Duarte Fernandes voltou às arenas portuguesas para mostrar que tem carisma para se tornar num caso sério do toureio a cavalo. Após uma fase inicial onde o primeiro curto não lhe saiu de forma ortodoxa, tendo a acentuada batida que realizou, tirado o oponente demasiado para fora no momento da reunião, o que motivou uma sorte de menor valor, o jovem desenvolveu lide em crescendo, ganhando confiança a cada ferro que deixou. O remate das sortes, essencialmente aquele que efectuou após o quarto curto da noite, com duas piruetas ajustadíssimas na cara do oponente, foram a cereja no topo de bolo para que o público reconhecesse o bom momento do ginete, tributando-lhe, de pé, calorosas e carinhosas ovações.

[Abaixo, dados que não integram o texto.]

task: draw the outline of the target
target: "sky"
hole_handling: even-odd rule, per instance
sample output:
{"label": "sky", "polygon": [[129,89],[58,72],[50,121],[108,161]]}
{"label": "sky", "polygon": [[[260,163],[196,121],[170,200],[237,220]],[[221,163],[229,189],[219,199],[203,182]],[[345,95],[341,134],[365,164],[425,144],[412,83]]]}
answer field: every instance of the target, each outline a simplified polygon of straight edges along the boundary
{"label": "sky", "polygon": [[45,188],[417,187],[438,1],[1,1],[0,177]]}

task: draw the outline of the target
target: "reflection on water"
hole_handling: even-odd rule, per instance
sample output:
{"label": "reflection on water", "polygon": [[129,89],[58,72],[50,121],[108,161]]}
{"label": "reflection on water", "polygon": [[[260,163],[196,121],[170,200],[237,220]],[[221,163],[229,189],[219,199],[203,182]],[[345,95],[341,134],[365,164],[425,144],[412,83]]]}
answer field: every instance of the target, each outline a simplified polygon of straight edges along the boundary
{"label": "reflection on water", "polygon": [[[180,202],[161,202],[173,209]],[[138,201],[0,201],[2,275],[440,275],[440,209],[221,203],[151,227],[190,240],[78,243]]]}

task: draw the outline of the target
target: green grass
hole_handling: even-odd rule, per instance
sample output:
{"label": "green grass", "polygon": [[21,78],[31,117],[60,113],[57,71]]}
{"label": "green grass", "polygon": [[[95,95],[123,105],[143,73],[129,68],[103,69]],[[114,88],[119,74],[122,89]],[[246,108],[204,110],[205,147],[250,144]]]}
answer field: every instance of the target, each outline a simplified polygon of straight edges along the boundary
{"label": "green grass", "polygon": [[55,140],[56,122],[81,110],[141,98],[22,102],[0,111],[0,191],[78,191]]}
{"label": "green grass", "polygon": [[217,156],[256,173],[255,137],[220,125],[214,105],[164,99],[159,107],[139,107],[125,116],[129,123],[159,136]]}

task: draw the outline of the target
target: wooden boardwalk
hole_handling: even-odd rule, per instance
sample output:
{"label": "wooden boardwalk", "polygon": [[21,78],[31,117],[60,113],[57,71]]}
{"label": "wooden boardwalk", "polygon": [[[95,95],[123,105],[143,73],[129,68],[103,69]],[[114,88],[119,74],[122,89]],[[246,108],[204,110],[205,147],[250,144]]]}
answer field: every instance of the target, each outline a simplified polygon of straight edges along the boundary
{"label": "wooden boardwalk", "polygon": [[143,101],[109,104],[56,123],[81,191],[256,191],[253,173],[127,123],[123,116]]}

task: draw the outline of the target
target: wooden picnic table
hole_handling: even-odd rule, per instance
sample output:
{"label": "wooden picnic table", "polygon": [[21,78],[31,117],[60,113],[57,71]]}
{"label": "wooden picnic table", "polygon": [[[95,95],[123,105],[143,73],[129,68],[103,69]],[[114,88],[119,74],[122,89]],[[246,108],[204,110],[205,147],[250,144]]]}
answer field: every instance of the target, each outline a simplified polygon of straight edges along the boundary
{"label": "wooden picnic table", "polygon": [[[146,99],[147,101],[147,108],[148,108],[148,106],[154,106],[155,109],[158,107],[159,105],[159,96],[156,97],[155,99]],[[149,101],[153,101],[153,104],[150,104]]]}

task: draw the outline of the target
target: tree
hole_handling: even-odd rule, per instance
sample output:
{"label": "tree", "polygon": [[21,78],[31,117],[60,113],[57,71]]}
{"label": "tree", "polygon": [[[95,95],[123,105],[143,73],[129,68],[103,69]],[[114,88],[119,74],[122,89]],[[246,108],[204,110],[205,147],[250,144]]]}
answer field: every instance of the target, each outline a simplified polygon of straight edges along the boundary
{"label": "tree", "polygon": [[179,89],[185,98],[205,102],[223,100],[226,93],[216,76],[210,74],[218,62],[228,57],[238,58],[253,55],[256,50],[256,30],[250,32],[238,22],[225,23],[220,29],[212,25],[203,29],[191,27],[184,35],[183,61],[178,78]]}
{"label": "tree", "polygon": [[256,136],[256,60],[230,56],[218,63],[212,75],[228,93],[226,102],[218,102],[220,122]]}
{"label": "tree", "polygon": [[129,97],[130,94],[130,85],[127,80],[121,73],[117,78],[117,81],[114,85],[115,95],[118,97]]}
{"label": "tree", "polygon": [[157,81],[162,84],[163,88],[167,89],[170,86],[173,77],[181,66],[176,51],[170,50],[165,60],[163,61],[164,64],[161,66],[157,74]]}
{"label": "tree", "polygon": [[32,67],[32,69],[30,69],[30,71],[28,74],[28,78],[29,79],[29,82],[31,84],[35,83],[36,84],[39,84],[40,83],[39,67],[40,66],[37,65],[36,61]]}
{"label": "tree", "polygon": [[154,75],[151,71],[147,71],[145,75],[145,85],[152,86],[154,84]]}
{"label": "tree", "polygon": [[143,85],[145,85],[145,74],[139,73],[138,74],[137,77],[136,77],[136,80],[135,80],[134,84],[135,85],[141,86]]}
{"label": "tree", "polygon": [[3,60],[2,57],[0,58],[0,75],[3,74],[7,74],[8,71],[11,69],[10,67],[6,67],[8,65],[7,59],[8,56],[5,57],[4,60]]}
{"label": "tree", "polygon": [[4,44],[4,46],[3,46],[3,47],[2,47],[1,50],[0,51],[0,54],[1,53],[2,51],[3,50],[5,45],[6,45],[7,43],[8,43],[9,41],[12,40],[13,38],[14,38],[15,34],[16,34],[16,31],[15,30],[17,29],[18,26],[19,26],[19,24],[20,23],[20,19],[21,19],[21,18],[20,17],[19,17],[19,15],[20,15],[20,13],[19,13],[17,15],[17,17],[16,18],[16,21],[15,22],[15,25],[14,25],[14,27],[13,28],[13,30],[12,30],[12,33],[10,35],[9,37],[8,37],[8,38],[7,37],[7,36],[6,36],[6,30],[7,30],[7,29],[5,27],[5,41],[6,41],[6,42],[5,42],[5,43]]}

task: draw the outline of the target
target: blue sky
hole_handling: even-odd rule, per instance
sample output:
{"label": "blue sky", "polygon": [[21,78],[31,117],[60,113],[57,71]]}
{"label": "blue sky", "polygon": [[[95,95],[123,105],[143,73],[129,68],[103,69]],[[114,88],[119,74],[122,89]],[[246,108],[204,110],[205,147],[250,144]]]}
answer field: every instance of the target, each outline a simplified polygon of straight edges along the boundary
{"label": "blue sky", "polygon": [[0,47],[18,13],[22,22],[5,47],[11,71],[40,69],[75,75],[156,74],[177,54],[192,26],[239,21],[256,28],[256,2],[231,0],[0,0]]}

Da lide executada a duo com o seu tio, referir que se vislumbrou uma brega vistosa, que antecedeu a série de curtos, onde foram deixadas quatro bandarilhas curtas, de forma consecutiva e ininterrupta, o que deixou, com certeza os músicos da banda com tendinites nos dedos das mãos. Encerraram a sua lide com dois palmitos, após se adornarem na preparação da sorte.
O grupo de forcados amadores da Moita, como é tradicional nesta primeira corrida da feira, foi responsável pela execução das tentativas de pega. Deixaram uma boa imagem, quer pelo bom trabalho dos forcados de cara, quer pela coesão demonstrada no momento de ajudar. Avançaram na linha da frente o cabo, João Raposo, numa consumação à segunda tentativa, após o toiro ter dificultado na investida inicial e feito com que se desfizesse a pega por um par de ocasiões e quer João César, quer David Solo efetivaram ao bom primeiro intento nas restantes pegas da noite.
O curro de toiros constituído por três toiros de Canas Vigouroux e dois toiros e um novilho de Calejo Pires permitiram um espetáculo agradável, sendo de bandeira o novilho lidado por Tomás Bastos, merecedor de volta ao ruedo e forte ovação dos espetadores, colaborador o segundo e terceiro da ordem de lide, destacando-se pela negativa o que saiu em primeiro e último lugar. Voltas concedidas pela inteligência para os representantes de ambas as ganadarias após a lide do quarto e quinto da ordem.
A corrida foi dirigida pelo delegado técnico tauromáquico João Cantinho, assessorado pelo médico veterinário Dr. Jorge Moreira da Silva e pelo cornetim José Henriques, tendo o público preenchido cerca de meia casa forte da lotação do anfiteatro moitense.